On the untidy embankment something else—the object of the gaze—presently showed itself by a motion in the grass. As if the sight pricked him to move, Eugene darted for a heavy pine twig with cones and threw it at the cat; it struck her side. She seemed not to feel it, since she did not waver.

He exclaimed. And all the while the Spaniard was standing there in a relaxed posture looking on—he might have been over in Paris, looking at the Seine! And yet that detachment, Eugene was not unaware, and it gave him some bitterness, had been the outer semblance of what passion in his music last night! Eugene watched stubbornly, and even felt his excitement grow as the whirring of a wing or the pulsing of a tongue, whatever it was, came at less frequent intervals. It was still too rapid for the eye to tell what made it. Which was happening: was the whirring spending itself out, or was the lure, on its side, becoming an old thing, taken for granted? This had a beginning and end.

"What's in the grass, a bird or a snake? What do you bet?" Eugene said softly.

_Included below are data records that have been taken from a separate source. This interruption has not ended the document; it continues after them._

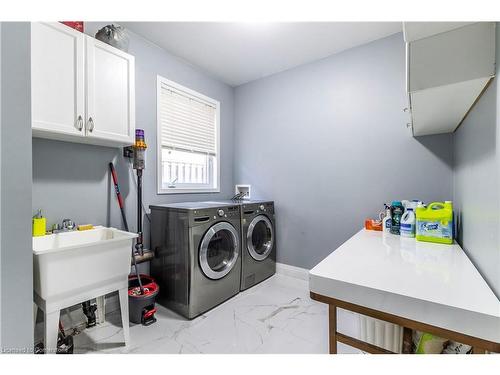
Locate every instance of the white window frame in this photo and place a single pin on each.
(185, 190)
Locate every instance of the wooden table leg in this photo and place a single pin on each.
(476, 350)
(332, 326)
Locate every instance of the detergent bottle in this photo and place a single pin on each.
(396, 213)
(386, 222)
(435, 223)
(407, 227)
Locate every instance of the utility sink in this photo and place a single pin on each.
(73, 267)
(69, 262)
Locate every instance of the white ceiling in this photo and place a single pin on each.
(242, 52)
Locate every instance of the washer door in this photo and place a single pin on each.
(219, 250)
(260, 237)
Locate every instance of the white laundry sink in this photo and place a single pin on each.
(73, 267)
(68, 263)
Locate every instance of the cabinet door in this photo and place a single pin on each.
(110, 93)
(57, 79)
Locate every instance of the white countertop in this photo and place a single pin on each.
(432, 283)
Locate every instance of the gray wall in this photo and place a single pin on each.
(328, 142)
(72, 180)
(16, 272)
(476, 182)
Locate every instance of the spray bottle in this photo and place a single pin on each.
(386, 222)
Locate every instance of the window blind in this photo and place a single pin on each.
(187, 122)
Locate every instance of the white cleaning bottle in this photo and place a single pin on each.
(386, 222)
(407, 228)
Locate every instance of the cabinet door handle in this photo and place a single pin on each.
(90, 124)
(79, 123)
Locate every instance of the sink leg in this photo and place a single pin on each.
(51, 331)
(35, 313)
(123, 294)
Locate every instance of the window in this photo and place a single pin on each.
(188, 140)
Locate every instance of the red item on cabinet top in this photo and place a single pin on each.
(77, 25)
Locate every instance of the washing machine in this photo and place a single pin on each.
(258, 241)
(258, 238)
(197, 261)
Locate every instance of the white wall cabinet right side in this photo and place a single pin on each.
(446, 72)
(110, 92)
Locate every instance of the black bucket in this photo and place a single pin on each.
(141, 307)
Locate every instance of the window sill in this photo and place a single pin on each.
(187, 191)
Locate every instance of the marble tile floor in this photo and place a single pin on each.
(276, 316)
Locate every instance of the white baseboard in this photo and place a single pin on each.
(292, 271)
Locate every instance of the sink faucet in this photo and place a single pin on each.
(66, 226)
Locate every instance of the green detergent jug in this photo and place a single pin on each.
(435, 223)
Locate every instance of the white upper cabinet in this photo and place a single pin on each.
(57, 79)
(448, 67)
(83, 90)
(110, 93)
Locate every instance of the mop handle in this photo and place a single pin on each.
(118, 195)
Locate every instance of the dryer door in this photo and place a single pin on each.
(260, 237)
(219, 250)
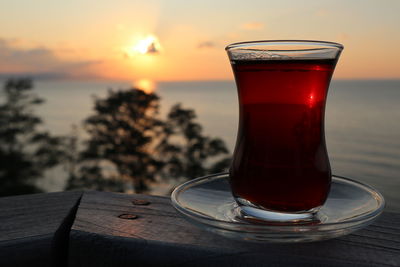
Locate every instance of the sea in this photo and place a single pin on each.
(362, 122)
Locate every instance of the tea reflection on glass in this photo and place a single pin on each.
(280, 163)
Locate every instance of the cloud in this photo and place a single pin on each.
(322, 13)
(41, 62)
(206, 44)
(251, 26)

But the Spaniard stood patiently planted there, while the terrible gaze ran fast as a humming wire between the cat and the other creature. Didn't it matter which poor, avid life took the gaze and which gave it? The cat's eyes big as watches shone fearlessly. Eugene thought all at once, It's all the same—it's a bestial thing, all of it, I don't care to know, thank you.

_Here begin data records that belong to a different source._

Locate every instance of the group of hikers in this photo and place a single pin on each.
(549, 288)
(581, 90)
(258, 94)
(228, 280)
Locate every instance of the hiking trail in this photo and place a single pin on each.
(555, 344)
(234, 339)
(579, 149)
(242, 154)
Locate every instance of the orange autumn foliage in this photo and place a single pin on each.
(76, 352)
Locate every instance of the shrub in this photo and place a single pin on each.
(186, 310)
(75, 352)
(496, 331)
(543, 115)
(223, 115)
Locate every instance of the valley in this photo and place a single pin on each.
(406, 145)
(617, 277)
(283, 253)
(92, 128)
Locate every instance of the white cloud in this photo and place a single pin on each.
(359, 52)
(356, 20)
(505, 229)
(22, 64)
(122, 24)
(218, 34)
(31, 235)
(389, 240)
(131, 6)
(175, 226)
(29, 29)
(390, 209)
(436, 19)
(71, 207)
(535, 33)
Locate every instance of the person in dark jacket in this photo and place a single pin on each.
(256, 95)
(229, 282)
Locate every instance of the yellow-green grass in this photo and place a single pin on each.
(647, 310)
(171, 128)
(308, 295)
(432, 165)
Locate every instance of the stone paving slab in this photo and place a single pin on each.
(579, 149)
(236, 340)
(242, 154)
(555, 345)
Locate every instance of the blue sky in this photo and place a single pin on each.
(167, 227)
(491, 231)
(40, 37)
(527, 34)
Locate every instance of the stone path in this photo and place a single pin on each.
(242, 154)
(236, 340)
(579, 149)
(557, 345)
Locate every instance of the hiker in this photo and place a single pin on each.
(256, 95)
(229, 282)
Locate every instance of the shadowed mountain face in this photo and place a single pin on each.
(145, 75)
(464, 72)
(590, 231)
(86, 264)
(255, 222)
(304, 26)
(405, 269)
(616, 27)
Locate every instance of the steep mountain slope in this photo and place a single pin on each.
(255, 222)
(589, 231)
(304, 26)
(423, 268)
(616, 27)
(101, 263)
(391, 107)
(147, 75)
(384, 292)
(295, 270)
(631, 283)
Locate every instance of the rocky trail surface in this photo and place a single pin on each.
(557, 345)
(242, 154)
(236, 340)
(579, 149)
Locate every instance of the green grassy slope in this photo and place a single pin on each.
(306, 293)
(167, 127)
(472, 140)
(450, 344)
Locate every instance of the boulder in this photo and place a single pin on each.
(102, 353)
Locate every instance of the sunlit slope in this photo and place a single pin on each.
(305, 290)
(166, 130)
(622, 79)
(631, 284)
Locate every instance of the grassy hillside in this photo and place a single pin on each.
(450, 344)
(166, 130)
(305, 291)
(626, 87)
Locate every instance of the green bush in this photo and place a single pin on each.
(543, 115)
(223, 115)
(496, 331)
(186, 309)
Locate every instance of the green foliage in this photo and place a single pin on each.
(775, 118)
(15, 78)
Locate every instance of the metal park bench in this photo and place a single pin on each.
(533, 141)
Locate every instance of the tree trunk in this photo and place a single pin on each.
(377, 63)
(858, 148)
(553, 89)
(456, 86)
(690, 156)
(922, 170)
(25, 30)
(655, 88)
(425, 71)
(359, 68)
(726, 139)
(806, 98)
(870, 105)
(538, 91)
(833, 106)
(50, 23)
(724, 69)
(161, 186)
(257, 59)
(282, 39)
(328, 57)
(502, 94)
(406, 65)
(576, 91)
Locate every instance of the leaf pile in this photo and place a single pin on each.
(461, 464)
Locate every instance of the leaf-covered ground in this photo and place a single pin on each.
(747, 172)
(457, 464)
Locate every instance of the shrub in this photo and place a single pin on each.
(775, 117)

But he waited. The next minute he threw a stone, this time in the direction of the trembling in the grass. And of course it was just a cat. It was just the other cat.

The Spaniard, when Eugene looked to him, was simply making a face over the lighting of another cigarette. The muscles of his face grouped themselves in hideous luxuriousness, rippled once, then all cleared. His lips were grape-colored, and the smoke smelled sweet.

"Come on," Eugene said to him, and took his arm and pulled. "Come on, you Dago."

VI

They had come down at the end to the beach: great emptiness. At first it seemed no one was there, so late on this uncertain day. Then crossing the middle distance toward the sea appeared a student with his pants rolled up, reading as he walked, and a man, who looked like a hermit, rather gracefully shouldering wood. Farther away still in the pale expanse two middle-aged ladies in steadily threatened hats materialized; they looked at their watches: waiting for sunset. One battered, sand-colored auto was in sight; it had been left by the sea wall gate, one door open, a horse's bleached skull hanging on the face of the radiator. A little dog sat inside. Black smoke moved on the air, fading; the day's casual fires along the beach had gone out, and a ship was disclosed at sea. Some sea gulls perched on the roller-coaster humps, some stood short-necked and unmoving in front of the shuttered-down food stands, and the blackbirds like little ladies walked about at their feet, keeping busy.

How could it have seemed so silent, because it was deserted? Just the way it had seemed deserted, at first, because the noise hadn't been taken in. There was actually a steady tinkling where the carousel went around, with no child riding, and there was the excited and unrelieved sound of laughter filling the midway. Eugene knew its source and pointed it out to the Spaniard, who swayed each way and smiled faintly. The shouting mechanical dummy of a woman, larger than life, dressed up and with a feather in her hat, stood beckoning on the upper gallery of the House of Mirth and producing her wound-up laughter. In every way she called for the attention; the motions of her head with its feather, and of her arms and hips, were as raucous and hilarious as the sound that was played in her insides. The boom of the ocean seemed to be bearing that small sound, too, on its back, supporting this one extra little chip.